The term shale refers to a sedimentary rock composed primarily of clay minerals such as chlorite, kaolinite, mica, illite, montmorillonite, etc., which have particle size diameters of less than two microns. Shale is not considered to be a porous hydrocarbon reservoir rock and is not the type of rock to be treated by the inventive method.
Many hydrocarbon bearing formations contain relatively thin zones of sands (with porosity development and hydrocarbon saturation) separated by shale streaks. The thin zones contain in addition to quartz and feldspar minerals, varying percentages of less than two micron in diameter clay minerals which partially accounts for the natural low permeability because the clay-sized minerals tend to block flow channels. For example, the natural permeability of such "tight" formations may be less than one millidarcy and the porosity may be less than 10%. In order to produce hydrocarbons from such rocks it is desirable to propagate vertical and or horizontal fractures to interconnect the thin zones of sand and some cases to extend the fractures as far as 4000 feet on either side of the well bore. One such method of creating artificial fissures and thereby increasing the pore space and permeability is known as hydraulic fracturing stimulation. Such a stimulation involves injecting a fluid under pressure down a well bore and into a hydrocarbon bearing formation in order to overcome native rock stress and to cause material failure (fracture) of the porous media. Many such stimulation attempts have been unsuccessful because the clay sized components are pushed to the furthermost extremities of the artificial fissures and upon placing the well on production, the clays attempt to migrate to the well bore and eventually become restricted damaging permeability and well productivity. In addition to migration, clays existing within the reservoir rock may adsorb water or other fluids and expand to block flow channels. Because of the abundance of clay-sized particles in many "tight" reservoirs, adequate clay control is a foremost consideration in selecting a fluid for use in stimulation treatments.

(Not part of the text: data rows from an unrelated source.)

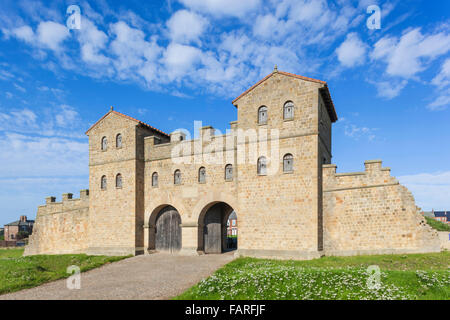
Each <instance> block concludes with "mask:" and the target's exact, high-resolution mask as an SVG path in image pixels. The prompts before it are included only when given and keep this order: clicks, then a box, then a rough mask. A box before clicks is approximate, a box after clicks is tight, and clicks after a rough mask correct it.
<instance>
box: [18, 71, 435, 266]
mask: <svg viewBox="0 0 450 320" xmlns="http://www.w3.org/2000/svg"><path fill="white" fill-rule="evenodd" d="M232 103H233V105H234V106H235V107H236V108H237V114H238V117H237V118H238V119H237V121H235V122H232V123H231V124H230V129H229V130H227V133H226V134H216V132H215V130H214V129H213V128H212V127H201V129H200V132H199V136H198V138H196V139H186V133H185V132H183V131H177V132H174V133H172V134H170V135H168V134H166V133H164V132H162V131H160V130H158V129H156V128H154V127H152V126H150V125H148V124H146V123H143V122H141V121H139V120H136V119H134V118H131V117H128V116H126V115H123V114H121V113H119V112H117V111H114V110H113V109H112V108H111V111H109V112H108V113H107V114H106V115H105V116H103V117H102V118H101V119H100V120H99V121H98V122H97V123H95V124H94V125H93V126H92V127H91V128H90V129H89V130H88V131H87V132H86V134H87V135H88V136H89V190H83V191H81V194H80V198H79V199H73V198H72V194H64V195H63V197H62V202H55V198H54V197H49V198H47V200H46V204H45V205H43V206H39V208H38V212H37V218H36V224H35V229H34V233H33V235H32V237H31V239H30V244H29V246H28V247H27V248H26V254H28V255H30V254H43V253H50V254H52V253H55V254H56V253H79V252H85V253H88V254H105V255H128V254H133V255H134V254H140V253H151V252H153V251H169V252H177V253H179V254H199V253H221V252H223V251H224V249H225V241H224V240H225V237H226V228H227V226H226V222H227V218H228V216H229V215H230V213H231V212H233V211H235V212H236V214H237V219H238V221H239V229H238V234H239V242H238V251H237V254H239V255H244V256H255V257H277V258H293V259H309V258H315V257H319V256H322V255H355V254H376V253H409V252H411V253H412V252H433V251H440V242H439V238H438V234H437V233H436V232H435V231H433V230H432V229H431V228H430V227H429V226H428V225H427V224H426V223H425V220H424V218H423V216H422V215H421V214H420V212H419V208H417V207H416V205H415V202H414V198H413V196H412V194H411V193H410V192H409V191H408V190H407V189H406V188H405V187H403V186H402V185H400V184H399V182H398V181H397V180H396V179H395V178H394V177H392V176H391V175H390V169H389V168H383V167H382V164H381V161H379V160H372V161H366V162H365V171H364V172H353V173H336V166H335V165H333V164H331V159H332V146H331V131H332V124H333V123H334V122H336V121H337V114H336V111H335V107H334V105H333V101H332V99H331V96H330V92H329V89H328V86H327V84H326V82H323V81H320V80H315V79H311V78H306V77H302V76H298V75H294V74H290V73H286V72H281V71H278V70H277V69H275V70H274V71H273V73H271V74H269V75H268V76H267V77H265V78H264V79H262V80H261V81H259V82H258V83H256V84H255V85H254V86H252V87H251V88H250V89H248V90H247V91H245V92H244V93H243V94H241V95H240V96H239V97H238V98H236V99H235V100H234V101H233V102H232Z"/></svg>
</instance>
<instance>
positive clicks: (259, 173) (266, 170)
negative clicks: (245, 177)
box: [258, 157, 267, 176]
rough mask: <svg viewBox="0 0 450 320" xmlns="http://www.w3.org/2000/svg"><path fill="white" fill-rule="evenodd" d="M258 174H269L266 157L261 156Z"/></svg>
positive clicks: (259, 163) (258, 169)
mask: <svg viewBox="0 0 450 320" xmlns="http://www.w3.org/2000/svg"><path fill="white" fill-rule="evenodd" d="M258 174H259V175H262V176H265V175H266V174H267V160H266V157H260V158H259V159H258Z"/></svg>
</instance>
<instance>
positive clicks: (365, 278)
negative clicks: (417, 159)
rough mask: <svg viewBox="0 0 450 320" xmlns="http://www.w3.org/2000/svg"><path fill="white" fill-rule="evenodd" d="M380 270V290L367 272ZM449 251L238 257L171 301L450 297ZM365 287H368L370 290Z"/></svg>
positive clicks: (364, 298) (424, 298) (287, 299)
mask: <svg viewBox="0 0 450 320" xmlns="http://www.w3.org/2000/svg"><path fill="white" fill-rule="evenodd" d="M373 265H376V266H378V267H379V268H380V270H381V274H380V282H379V283H380V286H376V285H374V282H372V281H371V280H370V279H374V277H373V276H371V277H370V278H369V273H368V271H367V268H368V267H369V266H373ZM449 268H450V253H449V252H441V253H430V254H409V255H377V256H355V257H324V258H321V259H315V260H310V261H278V260H265V259H253V258H239V259H237V260H235V261H233V262H231V263H229V264H227V265H226V266H224V267H223V268H221V269H219V270H218V271H216V272H215V273H214V274H213V275H212V276H211V277H209V278H207V279H205V280H203V281H201V282H199V283H198V284H197V285H195V286H194V287H192V288H190V289H188V290H187V291H186V292H184V293H183V294H181V295H180V296H178V297H176V298H175V299H187V300H191V299H193V300H197V299H211V300H217V299H227V300H228V299H236V300H239V299H252V300H253V299H275V300H278V299H283V300H289V299H294V300H302V299H314V300H316V299H333V300H334V299H345V300H353V299H358V300H359V299H376V300H387V299H389V300H390V299H440V300H449V299H450V269H449ZM368 284H369V285H370V286H368Z"/></svg>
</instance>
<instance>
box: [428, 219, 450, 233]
mask: <svg viewBox="0 0 450 320" xmlns="http://www.w3.org/2000/svg"><path fill="white" fill-rule="evenodd" d="M425 219H426V220H427V223H428V224H429V225H430V226H431V227H432V228H433V229H436V230H437V231H450V225H448V224H447V223H443V222H441V221H438V220H434V219H433V218H430V217H425Z"/></svg>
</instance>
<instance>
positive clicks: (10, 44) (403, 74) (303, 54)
mask: <svg viewBox="0 0 450 320" xmlns="http://www.w3.org/2000/svg"><path fill="white" fill-rule="evenodd" d="M72 4H76V5H78V6H79V7H80V9H81V29H80V30H69V29H68V28H67V27H66V20H67V18H68V15H67V14H66V10H67V8H68V6H69V5H72ZM374 4H375V5H378V6H379V7H380V8H381V29H378V30H371V29H369V28H368V27H367V25H366V21H367V19H368V18H369V17H370V16H371V14H368V13H367V7H368V6H369V5H374ZM448 12H450V2H449V1H418V0H414V1H376V0H360V1H351V0H336V1H328V2H327V1H321V0H315V1H309V0H277V1H275V0H267V1H263V0H246V1H242V0H227V1H225V0H223V1H221V0H178V1H175V0H166V1H163V0H161V1H157V0H154V1H145V2H144V1H105V0H98V1H77V2H74V1H60V0H59V1H41V2H40V1H20V0H19V1H17V0H15V1H9V0H3V1H2V10H1V11H0V225H2V224H4V223H8V222H10V221H13V220H16V219H17V217H18V216H19V215H21V214H26V215H28V216H30V217H34V216H35V213H36V208H37V206H38V205H40V204H43V203H44V198H45V197H46V196H49V195H55V196H57V198H58V199H60V198H61V194H62V193H65V192H72V193H74V194H75V196H77V194H78V191H79V190H80V189H85V188H88V146H87V137H86V136H85V135H84V132H85V131H86V130H87V129H88V128H89V126H90V125H91V124H93V123H94V122H95V121H96V120H98V119H99V118H100V117H101V116H103V114H105V113H106V112H107V111H108V110H109V106H111V105H113V106H114V107H115V109H116V110H118V111H120V112H122V113H125V114H128V115H130V116H133V117H136V118H138V119H140V120H142V121H145V122H147V123H149V124H151V125H153V126H155V127H157V128H159V129H161V130H163V131H165V132H172V131H173V130H175V129H177V128H187V129H189V130H191V131H192V130H193V123H194V121H195V120H202V121H203V123H204V124H205V125H212V126H214V127H215V128H218V129H219V130H221V131H222V132H224V131H225V130H226V128H228V123H229V122H230V121H233V120H236V118H237V113H236V110H235V108H234V107H233V106H232V105H231V100H232V99H233V98H235V97H236V96H238V95H239V94H240V93H241V92H242V91H244V90H245V89H247V88H248V87H249V86H251V85H252V84H254V83H255V82H256V81H258V80H260V79H261V78H262V77H264V76H265V75H267V74H268V73H270V72H271V71H272V70H273V67H274V65H275V64H277V65H278V68H279V69H280V70H283V71H287V72H291V73H296V74H300V75H304V76H308V77H313V78H317V79H320V80H324V81H327V82H328V85H329V87H330V91H331V95H332V98H333V100H334V103H335V106H336V109H337V113H338V116H339V121H338V122H337V123H336V124H335V125H334V131H333V163H335V164H337V165H338V171H339V172H346V171H362V170H363V163H364V160H367V159H383V161H384V165H385V166H389V167H391V168H392V174H393V175H395V176H396V177H397V178H399V180H400V181H401V182H402V183H404V184H405V185H406V186H408V187H409V188H410V190H411V191H412V192H413V194H414V196H415V198H416V201H417V203H418V205H419V206H421V207H422V208H423V209H425V210H430V209H432V208H434V209H448V210H450V162H449V159H450V144H449V141H450V130H449V123H450V54H449V52H450V16H449V14H448Z"/></svg>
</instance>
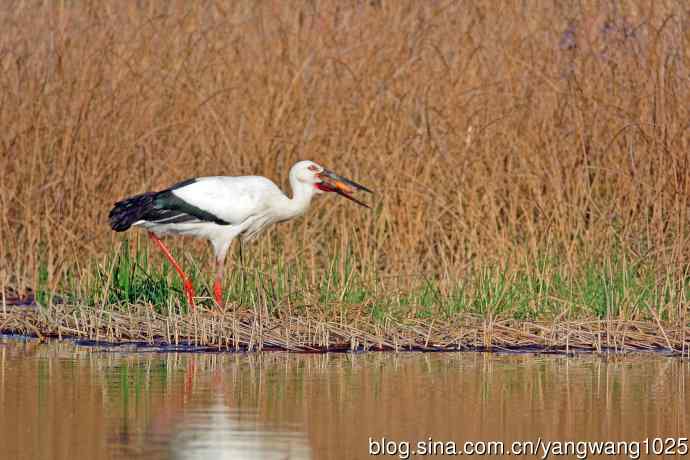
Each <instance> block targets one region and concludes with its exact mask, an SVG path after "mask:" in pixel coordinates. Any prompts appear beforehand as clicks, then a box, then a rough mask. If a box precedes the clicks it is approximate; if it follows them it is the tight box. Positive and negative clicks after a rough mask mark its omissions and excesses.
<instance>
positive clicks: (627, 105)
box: [0, 0, 690, 309]
mask: <svg viewBox="0 0 690 460" xmlns="http://www.w3.org/2000/svg"><path fill="white" fill-rule="evenodd" d="M1 8H2V9H1V11H0V127H1V128H0V171H1V174H0V275H1V280H0V281H1V282H2V283H3V284H7V285H17V286H22V285H27V284H28V285H34V284H35V279H36V277H37V271H38V266H39V260H42V261H43V263H45V264H46V267H47V273H48V278H49V280H50V283H51V284H52V285H53V286H57V285H58V284H59V283H60V280H61V279H62V278H63V277H64V275H65V272H66V270H68V269H69V268H70V267H74V266H75V264H81V266H82V267H83V266H85V265H87V264H88V263H89V262H88V261H89V260H96V259H99V258H101V257H102V255H103V254H104V253H105V252H109V251H110V250H111V248H112V247H113V246H114V243H115V242H116V241H117V238H118V236H116V235H115V234H113V232H111V231H110V229H109V228H108V225H107V221H106V215H107V211H108V209H109V207H110V206H111V204H112V203H113V201H115V200H116V199H119V198H122V197H123V196H125V195H130V194H134V193H138V192H141V191H144V190H151V189H158V188H161V187H164V186H167V185H169V184H171V183H173V182H175V181H178V180H181V179H184V178H187V177H190V176H203V175H239V174H261V175H266V176H268V177H270V178H272V179H274V180H275V181H276V182H278V183H279V184H286V174H287V171H288V169H289V167H290V165H291V164H292V163H293V162H294V161H296V160H298V159H313V160H315V161H317V162H321V163H323V164H324V165H327V166H329V167H331V168H333V169H335V170H337V171H340V172H342V173H343V174H346V175H347V176H349V177H352V178H354V179H355V180H357V181H359V182H361V183H363V184H365V185H367V186H369V187H371V188H372V189H374V190H375V191H377V192H378V194H377V195H376V196H375V198H374V210H373V212H362V210H360V209H355V208H353V207H352V206H351V205H350V203H347V202H345V201H344V200H343V201H340V200H336V199H335V198H333V197H329V198H327V199H320V200H318V201H319V202H318V204H317V206H316V208H317V209H315V210H312V211H311V212H310V213H309V215H308V216H307V217H306V218H305V219H301V220H300V221H299V222H295V223H292V224H289V226H287V227H285V226H284V227H282V228H279V229H277V230H273V231H272V232H271V235H270V237H264V238H262V240H261V241H260V242H259V243H257V244H255V245H253V247H252V248H251V253H252V255H253V257H254V258H255V259H256V260H264V261H271V260H275V259H276V258H279V257H280V258H284V261H285V262H286V263H288V264H290V263H292V262H294V261H295V260H296V259H298V258H301V259H303V260H304V261H306V265H307V266H308V268H309V270H310V273H312V276H316V274H317V273H318V271H319V270H321V269H323V267H326V266H328V265H329V263H330V262H329V261H330V260H331V259H333V258H335V257H336V256H338V255H343V254H347V253H350V254H352V255H354V256H355V257H356V258H358V259H359V261H360V263H361V267H359V268H358V270H360V271H361V272H363V273H365V274H370V275H371V274H377V276H380V278H379V279H380V280H382V281H381V282H382V283H389V284H391V285H393V284H395V285H396V286H397V283H399V281H400V280H403V281H402V284H403V285H405V284H407V283H409V278H407V277H402V278H401V277H399V275H406V276H410V275H423V276H425V277H433V278H437V279H438V280H439V281H441V285H443V284H444V283H445V282H446V281H451V282H452V281H453V280H457V279H459V278H461V277H464V276H468V274H469V273H471V272H472V270H473V269H474V268H476V267H481V266H491V265H494V266H496V265H500V266H505V265H510V266H522V267H524V266H529V265H530V264H533V263H535V262H536V261H538V260H540V259H541V258H543V257H553V258H555V260H557V261H558V263H557V268H558V269H559V270H561V269H562V270H563V271H564V273H566V274H567V273H569V272H572V271H575V270H577V269H578V267H580V266H581V265H582V264H583V262H585V261H590V260H593V259H606V258H614V257H616V258H619V259H618V260H620V258H623V259H625V260H628V261H629V263H631V264H635V265H644V266H645V267H649V270H651V271H652V272H653V273H654V276H655V277H657V278H658V279H660V280H672V284H673V285H674V286H675V285H678V286H682V285H683V284H686V283H687V275H686V273H685V272H686V271H687V269H688V266H689V263H688V262H689V258H690V232H689V223H690V222H689V219H690V215H689V211H688V206H689V204H690V200H689V196H690V183H689V179H690V168H689V166H690V154H689V147H690V146H689V140H690V136H688V131H687V129H688V122H689V120H690V116H689V115H690V105H689V104H688V101H690V94H689V93H690V85H688V77H689V75H690V57H689V56H688V54H687V49H690V35H689V34H688V33H687V30H688V26H689V25H690V24H689V22H690V10H689V9H688V6H687V4H685V3H684V2H675V1H670V0H669V1H659V2H642V1H638V2H634V1H626V2H615V3H611V4H608V3H598V2H584V3H582V2H572V3H567V2H518V1H513V2H507V1H506V2H493V1H451V0H448V1H428V2H426V1H424V2H423V1H411V0H407V1H387V0H373V1H354V0H353V1H346V2H336V1H325V0H324V1H319V0H316V1H309V2H307V1H305V2H283V1H279V0H274V1H264V2H255V1H248V0H246V1H236V2H217V1H199V2H181V1H178V2H118V1H110V2H102V1H89V0H84V1H82V2H49V1H44V2H41V1H25V0H15V1H10V2H5V4H4V6H2V7H1ZM173 244H177V245H181V244H186V245H187V247H189V243H188V242H184V243H183V242H180V241H178V242H176V243H173ZM178 247H179V246H178ZM194 247H195V248H196V249H197V250H202V249H203V250H206V246H205V244H196V246H194ZM343 260H344V258H340V259H339V261H340V262H339V263H344V262H342V261H343ZM389 275H390V277H387V276H389ZM678 308H679V309H681V307H680V306H679V307H678ZM682 309H684V307H683V308H682Z"/></svg>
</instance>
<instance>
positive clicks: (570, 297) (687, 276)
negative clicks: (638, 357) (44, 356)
mask: <svg viewBox="0 0 690 460" xmlns="http://www.w3.org/2000/svg"><path fill="white" fill-rule="evenodd" d="M152 251H153V249H152V248H151V247H150V245H147V244H140V243H139V240H138V239H137V240H135V241H133V242H132V241H129V240H127V239H125V240H123V241H122V244H121V245H120V246H119V247H118V248H117V249H116V250H114V251H113V253H112V254H110V255H108V256H107V257H106V258H105V259H104V260H103V261H102V262H101V263H97V264H92V265H91V266H90V267H89V268H88V270H87V272H86V273H84V272H83V271H82V272H81V275H79V274H78V273H79V272H78V271H76V270H75V271H74V272H73V275H72V276H68V277H67V278H68V279H67V282H66V283H65V289H63V290H61V291H60V292H59V293H52V292H48V291H47V289H46V288H45V283H43V284H42V285H41V286H40V289H39V292H38V294H37V299H38V300H39V302H48V301H50V300H51V299H53V298H55V299H58V298H59V299H63V301H67V302H71V303H81V304H85V305H92V306H102V307H103V308H108V309H115V310H127V308H128V306H129V305H131V304H137V303H147V304H151V305H154V306H155V308H156V310H157V311H159V312H161V313H164V312H166V311H170V312H186V311H187V308H188V307H187V305H186V301H185V297H184V293H183V288H182V283H181V281H180V279H179V277H178V276H177V274H176V273H175V271H174V270H173V268H172V267H171V266H170V265H169V264H168V263H167V261H164V260H162V258H158V257H153V256H152V254H151V252H152ZM174 255H175V257H177V258H178V260H180V261H181V262H182V264H183V266H184V267H185V268H186V270H187V274H188V275H189V276H190V278H191V280H192V282H193V283H194V286H195V289H196V293H197V296H199V297H200V299H199V301H198V303H199V304H202V305H204V304H205V305H206V306H207V307H209V308H210V307H213V305H214V304H213V301H212V296H211V290H210V287H211V284H212V281H213V275H212V273H208V272H205V271H204V270H203V269H202V268H201V267H204V266H205V265H204V264H205V262H204V263H201V262H199V261H198V260H197V259H195V258H193V257H191V256H189V255H187V254H183V253H179V252H175V251H174ZM232 259H234V260H229V262H233V263H229V264H228V265H230V266H229V267H228V269H227V273H226V277H225V280H224V294H225V296H226V301H227V302H228V303H229V304H231V305H242V306H245V307H250V308H261V309H263V311H266V312H267V313H268V314H273V315H284V314H286V313H288V314H301V313H302V312H305V311H306V310H307V309H309V313H310V314H323V315H325V316H334V315H336V316H339V317H351V316H353V315H359V316H362V315H364V316H365V317H367V318H369V319H373V320H375V321H385V319H386V318H394V319H405V318H417V319H433V318H439V319H447V318H451V317H454V316H457V315H461V314H463V313H472V314H475V315H481V316H485V317H487V318H514V319H524V320H544V319H546V320H548V319H579V318H597V319H606V318H615V319H627V320H650V319H654V318H655V316H657V317H659V318H660V319H663V320H674V319H678V318H680V317H684V316H683V315H684V309H685V308H686V307H685V306H686V305H687V299H688V297H689V294H690V277H688V276H687V274H686V273H681V274H678V273H677V272H676V273H672V272H668V273H661V274H659V273H657V272H656V271H654V270H653V269H652V268H651V266H647V265H645V264H644V263H641V262H640V261H631V260H629V259H626V258H623V257H616V258H606V259H604V260H599V261H591V262H589V263H586V264H583V265H582V266H581V267H579V268H577V269H576V270H571V269H567V268H566V265H565V264H562V263H560V261H559V260H557V259H555V258H541V259H539V260H538V261H537V262H536V263H534V264H533V265H532V266H529V267H509V266H503V267H495V266H484V267H478V268H475V269H473V270H471V271H470V272H469V273H468V275H467V276H465V277H463V278H462V279H458V280H454V281H450V282H449V281H447V280H446V281H444V282H441V281H439V280H437V279H434V278H426V279H419V278H416V279H414V278H402V277H401V278H400V279H397V280H394V281H386V280H380V279H378V278H377V277H376V276H374V275H372V274H371V273H362V272H361V271H360V270H361V269H360V268H359V267H361V264H357V263H355V262H356V261H355V259H354V257H353V256H352V255H351V254H349V253H344V254H339V255H337V256H336V257H334V258H333V259H332V261H331V263H330V264H329V266H328V267H325V268H324V269H323V270H321V271H319V272H317V273H312V272H311V271H309V269H307V268H306V267H305V266H303V265H301V264H300V263H287V262H286V261H285V260H283V259H281V258H277V260H275V261H273V262H270V263H269V262H267V261H265V260H253V259H251V258H249V257H245V261H244V263H242V262H241V261H240V259H239V257H234V258H232ZM199 260H200V259H199ZM39 279H43V277H39ZM53 296H54V297H53Z"/></svg>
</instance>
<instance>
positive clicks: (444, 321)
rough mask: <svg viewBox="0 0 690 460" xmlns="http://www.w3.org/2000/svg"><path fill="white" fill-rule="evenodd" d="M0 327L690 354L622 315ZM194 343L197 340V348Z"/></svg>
mask: <svg viewBox="0 0 690 460" xmlns="http://www.w3.org/2000/svg"><path fill="white" fill-rule="evenodd" d="M0 332H6V333H14V334H24V335H31V336H36V337H40V338H46V337H58V338H78V339H87V340H93V341H99V342H107V343H114V344H120V345H127V344H128V343H131V342H135V343H140V342H144V343H147V344H150V346H154V347H155V346H160V345H162V346H169V345H175V346H176V345H183V346H192V347H195V349H196V350H199V349H206V350H208V351H214V350H218V351H221V350H222V351H227V350H237V351H246V350H249V351H255V350H288V351H302V352H327V351H468V350H471V351H478V350H481V351H499V352H500V351H525V350H531V351H542V352H555V353H571V352H579V351H580V352H581V351H593V352H611V351H614V352H627V351H641V350H643V351H655V352H659V351H663V352H667V353H671V354H674V355H680V356H686V355H687V356H690V345H689V343H690V342H689V341H688V337H690V327H688V326H687V325H685V326H683V325H678V324H669V323H667V322H661V321H657V322H656V323H650V322H642V321H623V320H578V321H575V320H570V321H563V320H559V319H557V320H555V321H519V320H515V319H511V318H486V317H481V316H478V315H470V314H464V315H462V316H461V317H456V318H454V319H453V320H448V321H436V320H415V319H410V320H405V321H396V320H393V319H389V320H387V321H384V322H374V321H371V320H369V319H367V318H361V317H360V318H354V317H342V316H340V317H336V316H330V317H329V316H325V315H323V314H318V313H317V314H307V315H299V316H290V317H285V318H276V317H273V316H270V315H265V314H262V312H261V311H256V310H247V309H243V310H238V311H236V312H233V313H231V314H226V315H214V314H208V313H201V314H193V315H177V314H160V313H158V312H157V311H156V309H154V308H152V307H151V306H143V305H142V306H133V307H132V308H131V309H130V310H129V311H127V312H123V311H118V310H110V311H108V310H105V309H100V308H96V309H94V308H85V307H74V306H59V307H56V306H51V307H50V308H48V309H26V308H20V309H19V308H9V309H7V308H5V309H4V310H0ZM199 347H200V348H199Z"/></svg>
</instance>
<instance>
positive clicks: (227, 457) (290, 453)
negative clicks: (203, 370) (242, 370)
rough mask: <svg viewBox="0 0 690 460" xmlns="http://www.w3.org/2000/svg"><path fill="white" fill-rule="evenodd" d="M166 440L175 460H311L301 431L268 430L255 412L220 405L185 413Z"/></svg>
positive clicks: (310, 450) (226, 405) (310, 451)
mask: <svg viewBox="0 0 690 460" xmlns="http://www.w3.org/2000/svg"><path fill="white" fill-rule="evenodd" d="M169 436H170V438H169V441H168V449H169V454H170V458H172V459H175V460H188V459H207V458H208V459H218V460H225V459H232V460H245V459H246V460H255V459H256V460H258V459H264V460H267V459H269V460H273V459H275V460H285V459H290V460H309V459H311V458H312V453H311V448H310V446H309V442H308V439H307V436H306V434H305V433H304V432H303V431H297V430H295V429H294V428H292V427H287V426H278V427H276V426H275V425H273V426H268V425H266V424H264V423H263V422H262V421H261V420H260V419H259V417H258V416H257V414H256V412H255V411H252V410H247V409H244V410H241V411H240V410H237V409H235V408H231V407H228V406H227V405H225V404H224V403H223V402H222V401H217V402H215V403H214V404H212V405H210V406H208V407H201V408H196V409H187V410H186V411H185V414H184V418H183V419H182V420H181V421H180V423H179V424H176V425H174V426H173V432H172V433H170V435H169Z"/></svg>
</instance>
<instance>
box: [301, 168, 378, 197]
mask: <svg viewBox="0 0 690 460" xmlns="http://www.w3.org/2000/svg"><path fill="white" fill-rule="evenodd" d="M290 176H291V177H294V179H296V180H298V181H299V182H303V183H306V184H309V185H311V186H312V187H314V188H315V189H316V192H317V193H327V192H335V193H337V194H338V195H341V196H344V197H345V198H347V199H348V200H352V201H354V202H355V203H357V204H359V205H360V206H364V207H367V208H368V207H369V206H367V205H366V204H364V203H362V202H361V201H359V200H358V199H356V198H354V197H353V196H352V193H354V192H355V191H357V190H362V191H364V192H368V193H373V192H372V191H371V190H369V189H368V188H366V187H364V186H363V185H359V184H358V183H356V182H354V181H352V180H350V179H347V178H345V177H342V176H339V175H337V174H336V173H334V172H333V171H329V170H328V169H326V168H324V167H323V166H321V165H319V164H317V163H314V162H313V161H308V160H307V161H299V162H297V163H295V165H294V166H293V167H292V169H291V170H290Z"/></svg>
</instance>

Reservoir rocks younger in age than Cretaceous are commonly unconsolidated or semiconsolidated. Improper well completion or production techniques frequently result in damage to the intergranular clay components which serve as lithifying agents. Such clay damage creates stress in the rock and causes it to become incompetent around the well bore. Movement of large sand sized particles and rearrangement of the pore geometry causes serious reductions in permeability. Acid treatment to dissolve clays usually results in further intrusion of clay sized particles ("formation fines") and even greater reductions in permeability. Furthermore, regular mud acid (i.e. a mixture of hydrochloric and hydrofluoric) can dissolve clays only within a few inches of the well bore. A method of formation control through permeability maintenance and clay control as taught in this inventive method is needed in conjunction with acid stimulation of many reservoir rocks.
Although the inventive method is useful in maintaining the permeability of porous rocks in general, it is particularly applicable to and thus will be primarily described in connection with the improvement of hydrocarbon recovery through the stabilization and the maintenance of the permeability of porous rocks encountered in the production of oil and gas.